About this Research Topic
Most bioactive compounds are usually isolated from plants, microorganisms, marine organisms, and fungi. However, the yield of natural products is usually low and requires time-consuming procedures for industrial production. Furthermore, chemical synthesis is a costly, harmful alternative that requires multi-step isolation and purification processes. Nevertheless, plant molecular engineering has significantly improved, using industrially preferred microorganisms, such as Escherichia coli, Saccharomyces cerevisiae, Corynebacterium, Bacillus, and Pseudomonas. These microorganisms are promising alternatives for the biosynthesis of industrial products. In recent years, a wide variety of novel technologies for engineering plants and microbes has been developed to produce natural and non-natural compounds from renewable biomasses. Along with evolutionary engineering, metabolic engineering, and systems biology, synthetic biology is expected to further improve the productivity of the synthesis compounds.

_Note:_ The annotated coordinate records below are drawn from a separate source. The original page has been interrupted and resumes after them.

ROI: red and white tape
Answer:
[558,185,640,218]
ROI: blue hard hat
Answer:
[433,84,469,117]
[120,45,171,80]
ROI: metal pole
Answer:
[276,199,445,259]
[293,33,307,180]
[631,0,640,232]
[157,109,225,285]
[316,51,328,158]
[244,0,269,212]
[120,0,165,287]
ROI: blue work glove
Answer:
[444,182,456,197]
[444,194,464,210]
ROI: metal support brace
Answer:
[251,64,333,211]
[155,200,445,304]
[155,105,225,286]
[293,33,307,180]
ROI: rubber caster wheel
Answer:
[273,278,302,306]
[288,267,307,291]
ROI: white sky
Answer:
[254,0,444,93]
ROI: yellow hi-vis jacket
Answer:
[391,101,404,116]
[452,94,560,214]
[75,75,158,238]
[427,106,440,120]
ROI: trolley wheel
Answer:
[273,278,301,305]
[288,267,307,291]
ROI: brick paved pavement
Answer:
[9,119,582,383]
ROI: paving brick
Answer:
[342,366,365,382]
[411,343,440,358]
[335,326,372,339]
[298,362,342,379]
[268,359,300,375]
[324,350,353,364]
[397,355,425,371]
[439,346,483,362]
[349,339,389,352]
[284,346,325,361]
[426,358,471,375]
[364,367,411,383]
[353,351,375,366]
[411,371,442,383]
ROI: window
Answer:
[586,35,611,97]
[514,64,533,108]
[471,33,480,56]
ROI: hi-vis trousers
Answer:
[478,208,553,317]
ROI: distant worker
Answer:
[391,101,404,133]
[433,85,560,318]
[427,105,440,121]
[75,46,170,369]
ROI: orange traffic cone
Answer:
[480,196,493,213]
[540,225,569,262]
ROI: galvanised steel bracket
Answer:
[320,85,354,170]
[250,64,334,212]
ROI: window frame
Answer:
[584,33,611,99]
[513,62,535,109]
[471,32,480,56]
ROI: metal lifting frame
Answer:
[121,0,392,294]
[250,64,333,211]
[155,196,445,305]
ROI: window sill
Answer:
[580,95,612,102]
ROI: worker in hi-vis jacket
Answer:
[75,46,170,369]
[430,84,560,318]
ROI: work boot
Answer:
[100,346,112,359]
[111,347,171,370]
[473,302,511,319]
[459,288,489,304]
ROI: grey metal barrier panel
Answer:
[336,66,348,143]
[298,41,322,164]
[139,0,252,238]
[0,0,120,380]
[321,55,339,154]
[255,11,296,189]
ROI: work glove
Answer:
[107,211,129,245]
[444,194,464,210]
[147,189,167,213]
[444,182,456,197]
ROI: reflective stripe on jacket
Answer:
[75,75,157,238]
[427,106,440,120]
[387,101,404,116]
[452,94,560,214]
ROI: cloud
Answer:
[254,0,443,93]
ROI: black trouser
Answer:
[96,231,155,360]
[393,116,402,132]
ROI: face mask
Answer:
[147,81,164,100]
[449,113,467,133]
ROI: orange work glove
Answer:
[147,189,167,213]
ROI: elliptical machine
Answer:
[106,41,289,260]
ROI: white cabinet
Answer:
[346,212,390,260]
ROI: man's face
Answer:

This Research Topic aims to collect Original Research articles, Mini-Reviews, Reviews, Method articles, Technology Reports, Perspective, and Opinion articles covering recent advances in plants and microorganisms for production natural and unnatural compounds via the application of synthetic biology tools. Potential topics of interest include, but are not limited to:
- Biosynthetic tool for discovering secondary metabolites biosynthetic pathways
- Engineering and reprogramming of key heterologous enzymes in synthetic pathways
- Dynamic balancing of metabolic flux within the target biosynthetic pathways
- Recent advanced in metabolic engineering assisted by synthetic biology
- The challenges and future research of synthetic biology towards the sustainable production of bioactive compounds
Keywords: Synthetic Biology, bioactive compounds, Microbial engineering, biosynthetic pathways
Important Note: All contributions to this Research Topic must be within the scope of the section and journal to which they are submitted, as defined in their mission statements. Frontiers reserves the right to guide an out-of-scope manuscript to a more suitable section or journal at any stage of peer review.